· ai-security

Verification Is a Ladder

Why incremental verification can work, with a few nuclear verification anecdotes.

Contents

    Some people default to thinking that verification is bleak. How could we possibly get labs to trust one another? Is there any way that the US and China can believe the other party has paused AI training? Is it at all possible to make adversarially robust verification technologies?

    Whilst a perfect, formally verified, zero-trust verification regime may seem like a heavy lift, we believe there is a ladder of technical mechanisms that help to build trust and enable high-stakes coordination over AI development.

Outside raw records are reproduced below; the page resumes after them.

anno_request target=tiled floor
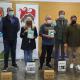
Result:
[0,61,80,80]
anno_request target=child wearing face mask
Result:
[20,17,38,65]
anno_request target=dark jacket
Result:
[39,24,54,45]
[65,24,80,47]
[54,18,68,41]
[20,27,38,50]
[2,15,20,40]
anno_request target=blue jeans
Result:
[24,50,32,64]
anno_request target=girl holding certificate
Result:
[20,17,38,64]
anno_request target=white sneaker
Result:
[70,63,74,69]
[76,65,80,71]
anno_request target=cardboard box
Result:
[0,72,12,80]
[58,61,66,72]
[44,70,55,80]
[26,62,36,74]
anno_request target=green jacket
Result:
[65,24,80,47]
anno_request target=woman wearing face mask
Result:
[20,17,38,64]
[65,15,80,71]
[39,16,54,69]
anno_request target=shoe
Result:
[76,65,80,71]
[70,63,74,69]
[46,64,52,68]
[12,64,18,70]
[2,67,8,72]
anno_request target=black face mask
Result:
[71,20,76,25]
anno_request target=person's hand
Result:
[64,43,68,47]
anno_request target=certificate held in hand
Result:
[48,30,55,37]
[27,29,34,39]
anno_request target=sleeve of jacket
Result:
[34,27,38,38]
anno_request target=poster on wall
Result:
[16,4,39,59]
[0,2,12,53]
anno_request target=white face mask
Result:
[47,20,52,24]
[59,15,65,18]
[9,11,14,16]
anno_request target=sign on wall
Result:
[0,2,12,53]
[16,4,39,59]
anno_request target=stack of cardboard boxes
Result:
[0,72,12,80]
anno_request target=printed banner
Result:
[0,2,12,53]
[16,4,39,59]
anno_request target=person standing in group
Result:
[54,10,68,68]
[64,15,80,71]
[20,16,38,65]
[39,16,55,69]
[2,7,20,71]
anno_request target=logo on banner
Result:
[19,7,36,22]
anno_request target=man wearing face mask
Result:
[54,10,68,69]
[2,8,20,71]
[64,15,80,71]
[39,16,54,69]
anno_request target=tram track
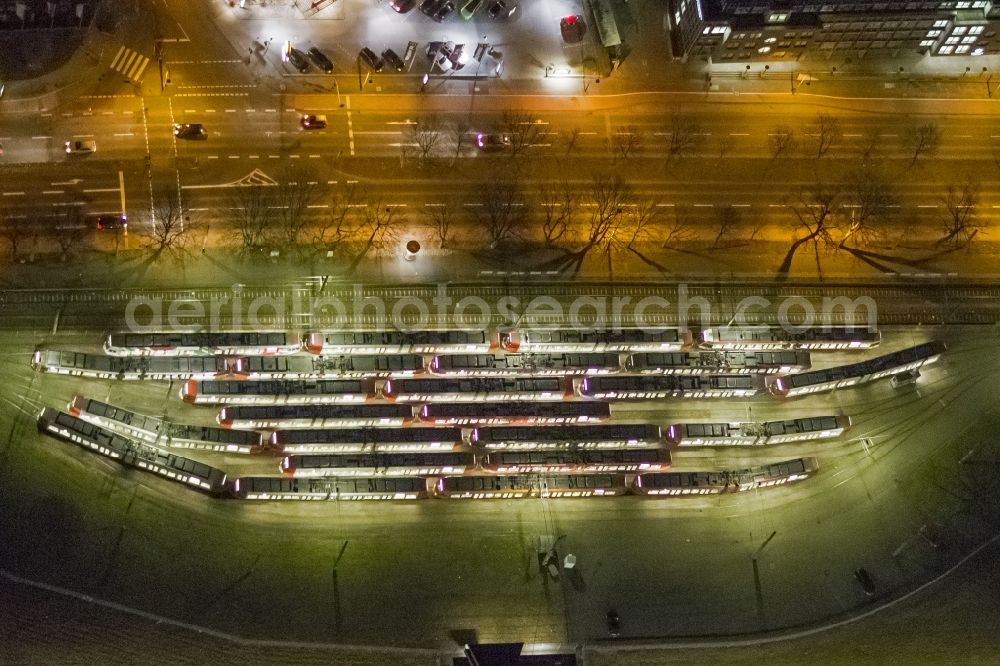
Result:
[0,282,1000,330]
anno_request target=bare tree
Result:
[767,125,796,160]
[230,183,273,252]
[448,116,472,159]
[858,127,882,164]
[667,113,702,160]
[347,197,402,272]
[813,113,843,159]
[483,177,525,250]
[55,206,84,261]
[538,183,579,248]
[611,125,645,160]
[837,167,899,248]
[145,190,188,258]
[559,127,581,155]
[424,201,458,248]
[406,114,445,160]
[792,183,844,247]
[660,206,698,249]
[271,164,319,248]
[938,179,986,248]
[614,199,663,250]
[712,206,742,250]
[580,174,634,255]
[310,183,360,251]
[500,109,539,157]
[0,214,29,261]
[906,120,941,167]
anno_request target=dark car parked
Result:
[174,123,208,140]
[309,46,333,74]
[288,48,309,72]
[434,0,455,23]
[854,567,875,597]
[382,49,406,72]
[358,46,382,72]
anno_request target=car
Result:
[427,42,455,72]
[301,113,326,129]
[462,0,483,21]
[448,44,469,69]
[66,139,97,155]
[288,48,309,74]
[854,567,875,597]
[309,46,333,74]
[174,123,208,140]
[476,132,511,153]
[433,0,455,23]
[94,213,128,231]
[605,608,622,638]
[486,0,517,19]
[382,49,406,72]
[559,14,587,44]
[358,46,382,72]
[420,0,445,16]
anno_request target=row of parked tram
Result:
[69,396,850,460]
[38,408,816,500]
[174,341,946,405]
[104,326,881,356]
[32,350,811,380]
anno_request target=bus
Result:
[633,458,818,497]
[230,476,428,501]
[430,353,622,377]
[304,330,493,354]
[500,328,692,353]
[382,377,570,402]
[181,379,375,405]
[701,326,882,351]
[579,375,764,400]
[271,427,465,454]
[216,403,416,429]
[419,400,611,425]
[667,416,851,446]
[625,350,811,375]
[104,331,302,356]
[470,423,663,451]
[483,448,670,475]
[769,340,947,398]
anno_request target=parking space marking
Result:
[347,111,354,157]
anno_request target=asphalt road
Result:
[2,328,997,647]
[0,95,1000,237]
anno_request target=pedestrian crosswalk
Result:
[111,46,149,83]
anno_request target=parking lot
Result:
[232,0,607,91]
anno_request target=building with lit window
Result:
[669,0,1000,62]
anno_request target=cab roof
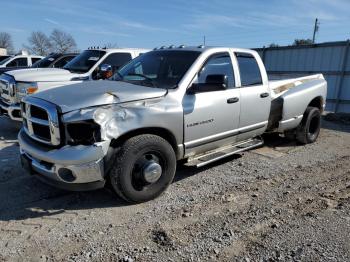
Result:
[86,47,151,53]
[153,45,252,53]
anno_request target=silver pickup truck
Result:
[18,46,327,203]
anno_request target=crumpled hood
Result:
[32,80,167,113]
[6,68,82,82]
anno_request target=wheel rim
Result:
[309,113,320,136]
[131,152,165,191]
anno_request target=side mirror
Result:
[99,64,113,79]
[187,75,228,95]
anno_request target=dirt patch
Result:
[0,119,350,262]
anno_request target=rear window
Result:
[63,50,106,74]
[0,55,10,64]
[236,53,262,86]
[102,53,132,70]
[32,57,41,64]
[6,57,28,67]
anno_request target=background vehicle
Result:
[0,53,78,74]
[0,48,148,121]
[18,46,327,202]
[0,55,10,62]
[0,51,44,69]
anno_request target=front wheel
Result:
[110,135,176,203]
[296,107,321,144]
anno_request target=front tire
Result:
[296,107,321,144]
[110,135,176,203]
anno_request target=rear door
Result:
[183,52,240,156]
[235,52,271,141]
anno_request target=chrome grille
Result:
[21,97,61,146]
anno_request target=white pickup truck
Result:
[18,46,327,202]
[0,48,149,121]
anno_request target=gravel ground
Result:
[0,115,350,261]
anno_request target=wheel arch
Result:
[111,127,181,159]
[307,96,324,113]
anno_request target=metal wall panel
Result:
[256,41,350,112]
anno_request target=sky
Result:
[0,0,350,50]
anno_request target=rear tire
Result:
[296,107,321,144]
[110,135,176,203]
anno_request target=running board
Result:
[187,138,264,167]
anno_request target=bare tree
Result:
[24,31,52,56]
[50,29,77,53]
[0,32,14,53]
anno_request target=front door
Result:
[183,53,240,156]
[236,53,271,141]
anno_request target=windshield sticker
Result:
[89,56,100,61]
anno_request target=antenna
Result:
[312,18,320,44]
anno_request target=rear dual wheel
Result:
[110,135,176,203]
[284,107,321,144]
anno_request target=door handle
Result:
[260,93,270,98]
[227,97,239,104]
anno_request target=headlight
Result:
[16,82,38,99]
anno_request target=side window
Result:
[53,56,74,68]
[32,57,41,64]
[6,57,28,67]
[101,53,132,71]
[196,53,235,88]
[236,53,262,86]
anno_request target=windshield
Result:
[32,54,59,68]
[0,55,10,64]
[111,50,200,89]
[0,56,12,65]
[63,50,106,74]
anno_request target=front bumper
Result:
[18,129,109,191]
[0,99,22,121]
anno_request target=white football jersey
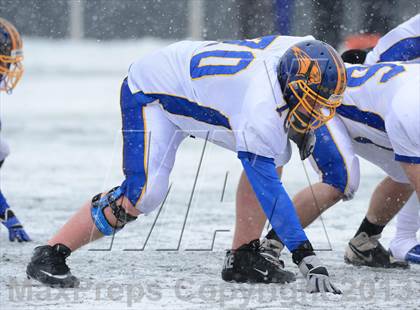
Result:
[365,14,420,64]
[337,62,420,161]
[128,36,314,165]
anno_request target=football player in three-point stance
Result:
[226,16,420,277]
[27,36,346,293]
[0,18,30,242]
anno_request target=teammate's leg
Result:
[0,138,31,242]
[222,120,359,281]
[232,167,282,250]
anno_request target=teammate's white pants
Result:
[136,103,186,214]
[311,117,360,199]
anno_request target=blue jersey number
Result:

    We’re already on the first rung of the ladder: dangerous capability evaluations. Each of the major labs includes dangerous capability evaluations in their system cards and works with the UK AISI to test their models. It is not clear that in all worlds we’re fortunate enough to have a fairly functional, voluntary, dangerous capability evaluation ecosystem. This gives us some hope that, given effort and investment, we can continue to move up the verification ladder.

    This is the clear start of a system of monitoring, evaluation, and coordination of advanced AI. We are ultimately working towards technologies that enable high-trust coordination (lab-to-lab, government-to-government). This will be an incremental process where every additional step makes the development and deployment of advanced AI a little safer.

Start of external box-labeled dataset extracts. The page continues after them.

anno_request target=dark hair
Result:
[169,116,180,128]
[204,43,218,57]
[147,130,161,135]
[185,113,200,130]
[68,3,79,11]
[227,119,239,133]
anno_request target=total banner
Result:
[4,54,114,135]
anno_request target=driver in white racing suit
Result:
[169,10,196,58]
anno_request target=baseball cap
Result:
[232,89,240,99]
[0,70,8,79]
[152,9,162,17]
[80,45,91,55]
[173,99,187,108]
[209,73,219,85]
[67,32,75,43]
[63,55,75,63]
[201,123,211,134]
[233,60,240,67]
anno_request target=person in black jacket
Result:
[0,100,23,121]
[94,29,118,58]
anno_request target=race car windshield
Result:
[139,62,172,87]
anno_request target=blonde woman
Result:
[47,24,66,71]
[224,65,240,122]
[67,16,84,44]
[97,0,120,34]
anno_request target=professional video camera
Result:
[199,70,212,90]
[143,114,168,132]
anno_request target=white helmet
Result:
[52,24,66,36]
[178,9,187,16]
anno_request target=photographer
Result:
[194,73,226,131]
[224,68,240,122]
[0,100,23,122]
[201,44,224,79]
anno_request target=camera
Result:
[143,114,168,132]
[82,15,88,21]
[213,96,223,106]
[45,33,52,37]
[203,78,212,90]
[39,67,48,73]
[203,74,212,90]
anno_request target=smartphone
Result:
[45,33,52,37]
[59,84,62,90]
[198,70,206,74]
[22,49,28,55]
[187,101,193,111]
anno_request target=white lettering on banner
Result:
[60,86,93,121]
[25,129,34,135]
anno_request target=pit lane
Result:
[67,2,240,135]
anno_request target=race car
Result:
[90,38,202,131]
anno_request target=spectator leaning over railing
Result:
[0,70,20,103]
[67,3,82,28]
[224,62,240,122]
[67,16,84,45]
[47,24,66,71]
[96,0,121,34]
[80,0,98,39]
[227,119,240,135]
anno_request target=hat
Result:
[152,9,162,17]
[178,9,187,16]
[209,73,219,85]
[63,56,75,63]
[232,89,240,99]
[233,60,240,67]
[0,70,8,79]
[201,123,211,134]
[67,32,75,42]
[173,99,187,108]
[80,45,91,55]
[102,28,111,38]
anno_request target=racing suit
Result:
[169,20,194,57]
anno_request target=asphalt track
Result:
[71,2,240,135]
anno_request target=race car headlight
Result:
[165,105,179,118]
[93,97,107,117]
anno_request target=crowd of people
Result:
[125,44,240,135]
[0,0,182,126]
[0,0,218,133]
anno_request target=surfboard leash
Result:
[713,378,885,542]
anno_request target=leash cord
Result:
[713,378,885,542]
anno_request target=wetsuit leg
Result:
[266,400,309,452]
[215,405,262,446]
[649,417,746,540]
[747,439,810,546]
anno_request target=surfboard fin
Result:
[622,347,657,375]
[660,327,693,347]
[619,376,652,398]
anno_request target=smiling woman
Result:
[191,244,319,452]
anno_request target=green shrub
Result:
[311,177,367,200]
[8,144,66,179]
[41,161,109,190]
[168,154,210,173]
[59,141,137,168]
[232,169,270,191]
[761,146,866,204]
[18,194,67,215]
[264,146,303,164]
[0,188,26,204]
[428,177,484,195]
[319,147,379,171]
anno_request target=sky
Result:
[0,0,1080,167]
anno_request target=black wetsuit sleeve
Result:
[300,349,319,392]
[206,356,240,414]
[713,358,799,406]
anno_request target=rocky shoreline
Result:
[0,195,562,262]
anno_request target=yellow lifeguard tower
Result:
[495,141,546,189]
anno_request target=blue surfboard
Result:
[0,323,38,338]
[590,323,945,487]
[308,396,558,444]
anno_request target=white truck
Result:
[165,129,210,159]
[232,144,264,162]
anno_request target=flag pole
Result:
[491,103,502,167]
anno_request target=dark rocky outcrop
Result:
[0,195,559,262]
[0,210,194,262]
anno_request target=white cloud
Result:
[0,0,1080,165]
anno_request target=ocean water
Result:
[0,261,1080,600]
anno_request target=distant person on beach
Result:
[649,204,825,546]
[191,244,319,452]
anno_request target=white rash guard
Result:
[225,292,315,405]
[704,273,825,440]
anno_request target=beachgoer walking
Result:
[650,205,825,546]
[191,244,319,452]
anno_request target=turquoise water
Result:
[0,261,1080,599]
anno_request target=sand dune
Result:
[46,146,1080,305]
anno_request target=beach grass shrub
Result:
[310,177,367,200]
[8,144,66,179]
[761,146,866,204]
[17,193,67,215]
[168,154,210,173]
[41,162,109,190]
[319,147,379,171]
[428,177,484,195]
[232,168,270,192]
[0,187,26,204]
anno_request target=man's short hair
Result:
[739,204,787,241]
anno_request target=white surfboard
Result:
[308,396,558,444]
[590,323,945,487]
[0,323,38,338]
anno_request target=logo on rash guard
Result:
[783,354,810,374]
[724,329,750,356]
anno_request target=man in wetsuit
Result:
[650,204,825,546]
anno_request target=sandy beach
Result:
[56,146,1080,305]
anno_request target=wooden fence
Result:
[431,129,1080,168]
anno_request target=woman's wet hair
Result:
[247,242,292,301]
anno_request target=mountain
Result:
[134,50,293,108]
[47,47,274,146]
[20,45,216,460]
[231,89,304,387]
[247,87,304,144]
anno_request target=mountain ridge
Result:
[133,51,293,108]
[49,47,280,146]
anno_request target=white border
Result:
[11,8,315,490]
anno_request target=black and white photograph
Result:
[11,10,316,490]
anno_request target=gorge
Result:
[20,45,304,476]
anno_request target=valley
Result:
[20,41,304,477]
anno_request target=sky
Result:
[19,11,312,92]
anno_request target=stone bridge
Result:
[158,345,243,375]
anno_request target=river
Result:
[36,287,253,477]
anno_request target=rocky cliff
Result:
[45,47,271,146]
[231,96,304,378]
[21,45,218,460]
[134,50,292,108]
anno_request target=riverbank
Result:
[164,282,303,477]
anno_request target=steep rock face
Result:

    Diagram of two parallel axes. Tech: from simple confidence-building measures to mutually trusted verification technologies. Coordination: from unilateral declarations to build trust to multilateral regimes with verification.
    The two main axes of development. Tech: simple confidence-building measures → mutually trusted verification technologies. Coordination: unilateral declarations to build trust → multilateral regimes with verification.

    This internal doc stopped there; on our backlog is writing out the “verification ladder” that we expect to happen. To land the point that verification is a process, not a one-shot solution, we like to refer to a few nuclear verification anecdotes. Nuclear verification analogies do break down, but we find them helpful for providing common framing for thinking about AI verification.

    Low-cost (and easy to cheat) cooperative measures can create common evidence

    START I Article XII agrees that the parties will, upon request, move their heavy bombers and road-mobile ICBM launchers into the open so that the counterparty can observe them using their satellites.

    This is easy to cheat on, but when combined with National Technical Means (aka spying), it can be the basis for cooperation. When we look at AI verification technologies as not being completely trustworthy, we should remember that smaller measures like putting your bombers out into the open enable early-stage international cooperation.

    Unilateral commitments may precede reciprocal coordination

    Whilst we may want lab-lab and government-government coordination, there may need to be a unilateral first mover. A strong example came with the 1991–92 Presidential Nuclear Initiatives: President George H. W. Bush unilaterally pledged to withdraw, eliminate, or de-alert large categories of nuclear weapons, especially tactical nuclear weapons; Gorbachev, and then Yeltsin, responded with reciprocal unilateral pledges.

    These were not treaties, and they lacked the full verification architecture of later arms-control agreements, but they still produced major reductions, showing how unilateral moves can create reciprocal restraint before a formal regime exists.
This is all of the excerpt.